Lessons Learned from DC and Marion Barry

Dear Marion Barry (and citizens of Washington DC),

By your recent example of leading/having an anti-gay marriage rally and protest today, I have learned some valuable lessons. I want to thank you for setting the record straight (pardon the term) and living by God’s example. I’ve learned the following things from you and hope to translate them into my every day life:

- Carry signs that state “kids deserve a mom AND a dad” even though it has nothing to do with gay marriage (people can get pregnant without being married)
- Be more concerned about “the gays” than other social issues (AIDS rate, youth violence, drug use, failing schools, etc.)
- If you are a minority, try to hate someone in a group smaller than your minority (Blacks, Jews, gays, etc.)
- Use the bible to justify your bigotry (when slaves were legal and accepted, hating Jews, not allowing women to own property or vote, etc.)
- Try to mix politics and your own personal religious views as often as possible (gay marriage, gambling, etc.)
- Try your best to oppress groups of people you hate but don’t call it prejudice, bigotry or some sort of “ism.” Instead, tell people it is “God’s will” and purport to be saving the USA from a moral hazard.
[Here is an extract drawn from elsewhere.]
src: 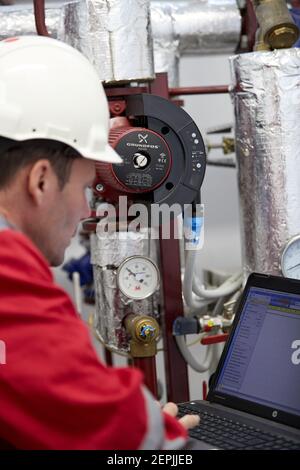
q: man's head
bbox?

From you Marian Barry I’ve learned the most. I’ve learned that being gay isn’t the path to being a responsible citizen. And wanting the same rights as my fellow citizens is in fact ridiculous and sick. Instead, I plan to consort with people that do illicit drugs and in engage in those activities myself. I also plan on never paying my taxes again, which makes even more sense for me since I don’t currently have the same rights as you.

Seriously. Thank you random DC citizens (and commuters) and Marion Barry. Today I’ve learned so much.